Despite national outrage after shooters massacred 26 people at a Connecticut elementary school and 12 moviegoers in Colorado, Senate gun-rights supporters in April blocked new efforts to limit gun sales nationwide. Besides killing a ban on assault-style weapons, senators also blocked a proposal to expand background checks on gun purchasers, which polls showed had broad public support. Meanwhile, 20 states enacted laws expanding gun rights so far this year, while nine states passed laws strengthening gun controls. President Obama has begun implementing nearly two dozen executive actions to help reduce gun violence. Although fewer Americans own guns, — the number of firearms has risen 50 percent in 20 years — a trend that accelerated this winter as consumers rushed to buy guns in expectation of possible new federal restrictions. Currently, about 300 million firearms are in circulation in the United States, but those are owned by only one-third of the nation's households.

Retired Chicago police officer Thomas Wortham III fights back tears on April 24 as the Brady Center to Prevent Gun Violence announces it is suing Ed’s Pawn Shop and Salvage Yard in Byhalia, Miss., on behalf of the Wortham family. (Getty Images/Scott Olson) Retired Chicago police officer Thomas Wortham III fights back tears on April 24 as the Brady Center to Prevent Gun Violence announces it is suing Ed’s Pawn Shop and Salvage Yard in Byhalia, Miss., on behalf of the Wortham family. The shop allegedly sold the gun used to kill Wortham’s son, Chicago police officer and Iraq War veteran Thomas Wortham IV, to a “straw” purchaser. (Getty Images/Scott Olson)
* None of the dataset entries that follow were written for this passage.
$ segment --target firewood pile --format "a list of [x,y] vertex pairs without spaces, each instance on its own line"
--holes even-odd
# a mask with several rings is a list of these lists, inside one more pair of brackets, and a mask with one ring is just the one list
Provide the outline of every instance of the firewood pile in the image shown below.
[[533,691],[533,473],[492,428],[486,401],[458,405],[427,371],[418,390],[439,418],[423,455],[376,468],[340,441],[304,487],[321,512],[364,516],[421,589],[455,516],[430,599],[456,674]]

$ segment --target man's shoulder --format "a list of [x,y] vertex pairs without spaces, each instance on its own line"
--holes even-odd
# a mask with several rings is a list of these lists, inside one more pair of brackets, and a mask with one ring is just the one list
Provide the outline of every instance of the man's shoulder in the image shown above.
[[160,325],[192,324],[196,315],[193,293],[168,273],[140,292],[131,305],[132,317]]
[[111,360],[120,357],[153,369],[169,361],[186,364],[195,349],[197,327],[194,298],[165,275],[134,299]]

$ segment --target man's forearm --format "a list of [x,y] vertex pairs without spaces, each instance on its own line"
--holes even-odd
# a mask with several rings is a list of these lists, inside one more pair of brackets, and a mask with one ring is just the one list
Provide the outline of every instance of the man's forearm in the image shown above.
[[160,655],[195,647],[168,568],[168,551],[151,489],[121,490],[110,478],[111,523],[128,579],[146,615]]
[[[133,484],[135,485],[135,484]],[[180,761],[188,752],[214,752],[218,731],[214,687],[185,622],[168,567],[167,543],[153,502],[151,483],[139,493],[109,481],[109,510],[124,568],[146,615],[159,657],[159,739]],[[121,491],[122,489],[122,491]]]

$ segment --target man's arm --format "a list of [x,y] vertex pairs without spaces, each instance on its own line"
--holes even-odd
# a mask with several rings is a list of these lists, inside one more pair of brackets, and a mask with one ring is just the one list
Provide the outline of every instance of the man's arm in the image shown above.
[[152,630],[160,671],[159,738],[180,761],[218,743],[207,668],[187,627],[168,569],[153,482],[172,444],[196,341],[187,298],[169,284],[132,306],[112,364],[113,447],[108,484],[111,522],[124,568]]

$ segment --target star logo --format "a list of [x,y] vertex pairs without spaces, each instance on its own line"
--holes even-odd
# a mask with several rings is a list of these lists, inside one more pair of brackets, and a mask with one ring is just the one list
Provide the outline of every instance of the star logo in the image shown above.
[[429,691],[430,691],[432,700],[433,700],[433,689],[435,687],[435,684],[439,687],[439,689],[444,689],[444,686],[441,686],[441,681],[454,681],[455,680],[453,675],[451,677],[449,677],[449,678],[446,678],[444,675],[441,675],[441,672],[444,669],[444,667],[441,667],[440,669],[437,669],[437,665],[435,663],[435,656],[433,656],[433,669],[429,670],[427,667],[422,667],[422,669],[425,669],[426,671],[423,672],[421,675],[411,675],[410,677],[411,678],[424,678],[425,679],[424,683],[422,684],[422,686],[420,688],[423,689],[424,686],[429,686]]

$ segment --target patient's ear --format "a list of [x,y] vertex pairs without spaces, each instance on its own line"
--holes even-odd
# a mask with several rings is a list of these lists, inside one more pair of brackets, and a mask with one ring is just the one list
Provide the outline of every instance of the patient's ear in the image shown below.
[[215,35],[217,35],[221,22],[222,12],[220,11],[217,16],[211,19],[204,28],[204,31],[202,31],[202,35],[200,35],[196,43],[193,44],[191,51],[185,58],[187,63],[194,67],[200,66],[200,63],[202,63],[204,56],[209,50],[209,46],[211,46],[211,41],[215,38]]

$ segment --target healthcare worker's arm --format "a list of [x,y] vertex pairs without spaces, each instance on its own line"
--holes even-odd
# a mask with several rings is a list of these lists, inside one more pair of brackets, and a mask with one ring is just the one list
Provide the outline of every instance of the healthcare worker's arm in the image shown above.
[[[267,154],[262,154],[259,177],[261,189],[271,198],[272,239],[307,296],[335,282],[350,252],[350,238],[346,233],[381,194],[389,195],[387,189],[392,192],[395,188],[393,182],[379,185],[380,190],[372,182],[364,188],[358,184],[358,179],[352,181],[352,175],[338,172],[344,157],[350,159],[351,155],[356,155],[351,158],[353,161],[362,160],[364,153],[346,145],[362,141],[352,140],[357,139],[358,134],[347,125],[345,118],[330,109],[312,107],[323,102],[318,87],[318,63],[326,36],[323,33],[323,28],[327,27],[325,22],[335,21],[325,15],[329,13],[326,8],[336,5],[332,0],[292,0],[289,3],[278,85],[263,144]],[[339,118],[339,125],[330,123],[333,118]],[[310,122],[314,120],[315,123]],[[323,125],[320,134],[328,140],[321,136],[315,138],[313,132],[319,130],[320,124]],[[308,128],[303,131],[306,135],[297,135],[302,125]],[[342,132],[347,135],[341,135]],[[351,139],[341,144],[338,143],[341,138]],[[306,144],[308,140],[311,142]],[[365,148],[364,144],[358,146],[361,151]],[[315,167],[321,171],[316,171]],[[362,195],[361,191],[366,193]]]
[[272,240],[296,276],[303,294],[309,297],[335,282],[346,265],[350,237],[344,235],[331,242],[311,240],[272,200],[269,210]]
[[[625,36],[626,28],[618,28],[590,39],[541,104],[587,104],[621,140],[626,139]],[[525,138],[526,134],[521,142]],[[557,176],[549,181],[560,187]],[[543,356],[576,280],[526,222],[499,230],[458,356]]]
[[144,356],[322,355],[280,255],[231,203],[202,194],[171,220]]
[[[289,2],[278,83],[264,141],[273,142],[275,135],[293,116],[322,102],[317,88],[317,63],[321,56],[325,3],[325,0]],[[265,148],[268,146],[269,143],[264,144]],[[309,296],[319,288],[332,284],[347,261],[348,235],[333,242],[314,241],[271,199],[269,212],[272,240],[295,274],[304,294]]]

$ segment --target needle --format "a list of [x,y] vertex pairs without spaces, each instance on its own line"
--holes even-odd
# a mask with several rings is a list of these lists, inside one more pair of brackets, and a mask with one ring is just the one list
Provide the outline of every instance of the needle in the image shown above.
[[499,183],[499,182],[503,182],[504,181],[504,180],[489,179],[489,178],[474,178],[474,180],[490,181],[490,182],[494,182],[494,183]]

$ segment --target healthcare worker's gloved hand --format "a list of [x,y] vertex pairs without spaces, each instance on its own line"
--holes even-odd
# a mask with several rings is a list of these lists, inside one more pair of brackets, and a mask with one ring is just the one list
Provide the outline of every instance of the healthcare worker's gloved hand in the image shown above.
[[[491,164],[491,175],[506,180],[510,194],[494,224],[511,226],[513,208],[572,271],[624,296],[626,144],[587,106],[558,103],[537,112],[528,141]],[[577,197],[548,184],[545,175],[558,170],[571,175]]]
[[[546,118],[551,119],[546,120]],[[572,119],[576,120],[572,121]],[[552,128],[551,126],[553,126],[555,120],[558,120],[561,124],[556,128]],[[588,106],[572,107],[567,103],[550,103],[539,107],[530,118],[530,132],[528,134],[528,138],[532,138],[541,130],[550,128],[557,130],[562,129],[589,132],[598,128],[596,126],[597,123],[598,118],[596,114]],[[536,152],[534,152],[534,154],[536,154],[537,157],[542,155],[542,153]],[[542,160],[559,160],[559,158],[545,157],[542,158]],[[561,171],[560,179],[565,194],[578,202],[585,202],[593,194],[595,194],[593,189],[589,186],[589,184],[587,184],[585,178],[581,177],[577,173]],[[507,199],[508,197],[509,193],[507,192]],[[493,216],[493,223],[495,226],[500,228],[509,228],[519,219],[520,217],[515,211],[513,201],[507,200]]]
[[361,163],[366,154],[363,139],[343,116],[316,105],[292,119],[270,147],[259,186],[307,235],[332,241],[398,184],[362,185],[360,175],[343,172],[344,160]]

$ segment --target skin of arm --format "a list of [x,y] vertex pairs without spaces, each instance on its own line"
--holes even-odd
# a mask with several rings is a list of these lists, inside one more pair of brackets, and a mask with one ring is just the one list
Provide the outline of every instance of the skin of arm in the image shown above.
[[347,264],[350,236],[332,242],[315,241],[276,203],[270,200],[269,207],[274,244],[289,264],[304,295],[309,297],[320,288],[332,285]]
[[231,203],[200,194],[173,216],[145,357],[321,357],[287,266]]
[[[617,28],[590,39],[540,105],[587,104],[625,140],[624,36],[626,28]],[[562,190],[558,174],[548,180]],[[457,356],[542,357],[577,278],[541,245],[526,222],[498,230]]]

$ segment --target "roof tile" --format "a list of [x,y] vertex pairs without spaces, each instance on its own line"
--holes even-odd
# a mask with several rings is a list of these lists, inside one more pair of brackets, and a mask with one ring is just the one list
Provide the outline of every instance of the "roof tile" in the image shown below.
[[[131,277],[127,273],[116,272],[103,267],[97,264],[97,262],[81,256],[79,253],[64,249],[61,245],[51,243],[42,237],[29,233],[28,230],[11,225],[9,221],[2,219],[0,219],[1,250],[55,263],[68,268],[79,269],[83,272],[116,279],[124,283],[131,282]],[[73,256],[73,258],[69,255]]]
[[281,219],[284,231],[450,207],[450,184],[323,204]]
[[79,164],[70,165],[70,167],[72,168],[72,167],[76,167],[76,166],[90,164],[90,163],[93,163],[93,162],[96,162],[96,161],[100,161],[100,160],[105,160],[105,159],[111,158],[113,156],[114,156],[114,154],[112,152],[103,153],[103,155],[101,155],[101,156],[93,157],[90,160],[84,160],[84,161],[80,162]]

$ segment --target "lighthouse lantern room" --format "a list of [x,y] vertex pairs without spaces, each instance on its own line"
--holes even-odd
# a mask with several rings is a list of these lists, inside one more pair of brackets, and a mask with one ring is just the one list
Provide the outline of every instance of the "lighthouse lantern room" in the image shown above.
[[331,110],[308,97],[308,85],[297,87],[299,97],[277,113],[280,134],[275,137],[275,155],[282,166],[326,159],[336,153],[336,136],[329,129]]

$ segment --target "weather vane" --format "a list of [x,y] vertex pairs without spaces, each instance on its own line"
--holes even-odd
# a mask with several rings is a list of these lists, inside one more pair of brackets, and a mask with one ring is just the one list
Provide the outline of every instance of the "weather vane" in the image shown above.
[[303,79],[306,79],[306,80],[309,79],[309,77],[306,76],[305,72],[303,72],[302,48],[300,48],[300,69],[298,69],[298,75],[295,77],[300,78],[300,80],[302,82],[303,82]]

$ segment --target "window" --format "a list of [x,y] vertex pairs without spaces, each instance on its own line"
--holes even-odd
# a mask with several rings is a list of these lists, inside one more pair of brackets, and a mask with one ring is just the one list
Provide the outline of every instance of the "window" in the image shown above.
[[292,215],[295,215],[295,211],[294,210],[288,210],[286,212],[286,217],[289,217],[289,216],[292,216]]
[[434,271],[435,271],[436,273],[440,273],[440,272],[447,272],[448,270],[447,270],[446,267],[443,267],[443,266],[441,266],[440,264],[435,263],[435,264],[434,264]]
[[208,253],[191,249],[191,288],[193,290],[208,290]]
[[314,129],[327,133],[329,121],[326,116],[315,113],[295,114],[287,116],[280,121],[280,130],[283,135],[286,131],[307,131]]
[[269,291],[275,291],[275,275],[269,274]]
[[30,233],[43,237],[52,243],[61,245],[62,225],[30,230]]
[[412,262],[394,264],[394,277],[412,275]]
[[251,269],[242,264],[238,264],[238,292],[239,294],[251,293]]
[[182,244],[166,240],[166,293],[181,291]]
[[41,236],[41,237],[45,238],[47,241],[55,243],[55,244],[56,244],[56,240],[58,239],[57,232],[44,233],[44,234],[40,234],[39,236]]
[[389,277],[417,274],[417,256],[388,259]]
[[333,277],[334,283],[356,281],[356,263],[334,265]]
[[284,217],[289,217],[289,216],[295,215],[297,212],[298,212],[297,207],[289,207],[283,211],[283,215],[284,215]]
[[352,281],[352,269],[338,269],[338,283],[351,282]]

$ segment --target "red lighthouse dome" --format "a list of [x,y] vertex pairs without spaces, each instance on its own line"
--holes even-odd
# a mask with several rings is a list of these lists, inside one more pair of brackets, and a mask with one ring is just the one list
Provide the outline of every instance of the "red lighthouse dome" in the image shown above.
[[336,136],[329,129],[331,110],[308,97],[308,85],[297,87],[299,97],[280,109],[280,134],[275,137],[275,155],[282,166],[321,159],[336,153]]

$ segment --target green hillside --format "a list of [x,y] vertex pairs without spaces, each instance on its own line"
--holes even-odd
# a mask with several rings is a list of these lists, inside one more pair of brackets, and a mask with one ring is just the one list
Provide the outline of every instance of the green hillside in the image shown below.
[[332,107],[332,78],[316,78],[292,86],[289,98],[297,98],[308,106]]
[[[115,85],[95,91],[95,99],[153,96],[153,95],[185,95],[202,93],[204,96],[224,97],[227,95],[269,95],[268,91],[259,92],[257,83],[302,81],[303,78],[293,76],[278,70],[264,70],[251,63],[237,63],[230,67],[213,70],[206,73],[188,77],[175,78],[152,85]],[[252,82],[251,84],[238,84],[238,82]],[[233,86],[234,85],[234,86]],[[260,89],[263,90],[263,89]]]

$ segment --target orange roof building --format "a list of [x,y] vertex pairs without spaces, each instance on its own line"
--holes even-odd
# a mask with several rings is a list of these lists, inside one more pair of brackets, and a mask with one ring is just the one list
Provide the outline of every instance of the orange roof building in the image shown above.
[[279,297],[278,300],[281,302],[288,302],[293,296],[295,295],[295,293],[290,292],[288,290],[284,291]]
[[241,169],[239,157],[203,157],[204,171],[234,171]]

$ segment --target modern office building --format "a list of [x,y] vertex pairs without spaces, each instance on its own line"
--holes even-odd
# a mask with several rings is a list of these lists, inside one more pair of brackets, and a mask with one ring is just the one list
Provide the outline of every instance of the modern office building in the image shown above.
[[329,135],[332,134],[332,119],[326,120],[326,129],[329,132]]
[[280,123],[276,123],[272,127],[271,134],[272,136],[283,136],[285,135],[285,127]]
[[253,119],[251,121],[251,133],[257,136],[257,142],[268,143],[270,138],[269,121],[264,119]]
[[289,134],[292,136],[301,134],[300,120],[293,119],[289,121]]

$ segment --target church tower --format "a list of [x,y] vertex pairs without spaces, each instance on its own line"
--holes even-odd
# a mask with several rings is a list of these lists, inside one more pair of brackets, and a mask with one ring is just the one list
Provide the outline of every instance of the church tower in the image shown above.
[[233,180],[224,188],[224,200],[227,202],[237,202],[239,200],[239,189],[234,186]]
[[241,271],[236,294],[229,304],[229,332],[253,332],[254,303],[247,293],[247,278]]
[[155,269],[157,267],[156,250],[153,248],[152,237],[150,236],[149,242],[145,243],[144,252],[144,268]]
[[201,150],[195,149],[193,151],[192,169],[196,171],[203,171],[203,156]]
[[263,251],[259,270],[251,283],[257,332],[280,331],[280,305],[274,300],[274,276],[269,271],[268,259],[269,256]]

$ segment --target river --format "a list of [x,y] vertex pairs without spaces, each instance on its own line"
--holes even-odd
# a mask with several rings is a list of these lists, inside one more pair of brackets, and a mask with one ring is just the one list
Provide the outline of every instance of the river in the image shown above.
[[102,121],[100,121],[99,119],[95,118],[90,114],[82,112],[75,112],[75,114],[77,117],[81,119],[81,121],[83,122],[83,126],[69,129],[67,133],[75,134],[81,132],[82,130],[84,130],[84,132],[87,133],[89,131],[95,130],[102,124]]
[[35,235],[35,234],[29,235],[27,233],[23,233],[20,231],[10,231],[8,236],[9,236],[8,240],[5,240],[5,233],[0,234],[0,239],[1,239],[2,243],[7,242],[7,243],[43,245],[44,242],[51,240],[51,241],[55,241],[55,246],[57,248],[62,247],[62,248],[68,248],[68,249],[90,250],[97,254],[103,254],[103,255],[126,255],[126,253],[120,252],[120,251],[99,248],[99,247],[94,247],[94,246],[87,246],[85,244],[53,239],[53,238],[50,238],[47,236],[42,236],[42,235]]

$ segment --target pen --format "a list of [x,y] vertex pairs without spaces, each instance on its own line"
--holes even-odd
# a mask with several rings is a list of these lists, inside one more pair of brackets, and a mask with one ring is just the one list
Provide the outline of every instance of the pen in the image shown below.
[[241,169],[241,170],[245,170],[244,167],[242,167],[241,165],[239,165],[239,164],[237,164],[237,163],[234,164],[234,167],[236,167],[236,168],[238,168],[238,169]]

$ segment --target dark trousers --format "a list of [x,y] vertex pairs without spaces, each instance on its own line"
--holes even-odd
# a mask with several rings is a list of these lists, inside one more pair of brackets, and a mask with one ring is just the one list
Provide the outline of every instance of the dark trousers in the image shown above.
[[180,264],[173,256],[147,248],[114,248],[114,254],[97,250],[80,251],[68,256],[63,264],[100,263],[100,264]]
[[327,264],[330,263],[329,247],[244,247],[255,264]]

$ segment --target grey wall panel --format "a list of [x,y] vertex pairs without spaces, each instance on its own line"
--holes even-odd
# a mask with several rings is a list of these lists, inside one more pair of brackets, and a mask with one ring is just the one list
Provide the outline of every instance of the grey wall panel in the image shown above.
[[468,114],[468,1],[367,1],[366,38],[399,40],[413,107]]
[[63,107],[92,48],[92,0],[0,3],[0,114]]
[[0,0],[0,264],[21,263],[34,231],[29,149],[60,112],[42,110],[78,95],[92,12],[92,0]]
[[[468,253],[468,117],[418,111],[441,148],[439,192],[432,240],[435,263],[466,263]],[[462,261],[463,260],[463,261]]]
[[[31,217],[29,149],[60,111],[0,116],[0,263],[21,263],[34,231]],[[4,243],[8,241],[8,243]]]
Four months after Adam Lanza shot and killed 20 first-graders and six adults at Sandy Hook Elementary School in Newtown, Conn., in December 2012, ambitious efforts to overhaul the nation’s gun laws by President Obama, prominent Senate Democrats and gun control advocates died on the Senate floor. The defeat occurred after months of divisive national debate — sparked by the massacre — about the causes of gun violence.

Gun safety advocates, such as the Washington-based Brady Campaign to Prevent Gun Violence and Mayors Against Illegal Guns, funded by New York’s billionaire mayor Michael Bloomberg, squared off against gun rights groups, such as the National Rifle Association (NRA) in Fairfax, Va., and Gun Owners of America in Springfield, Va.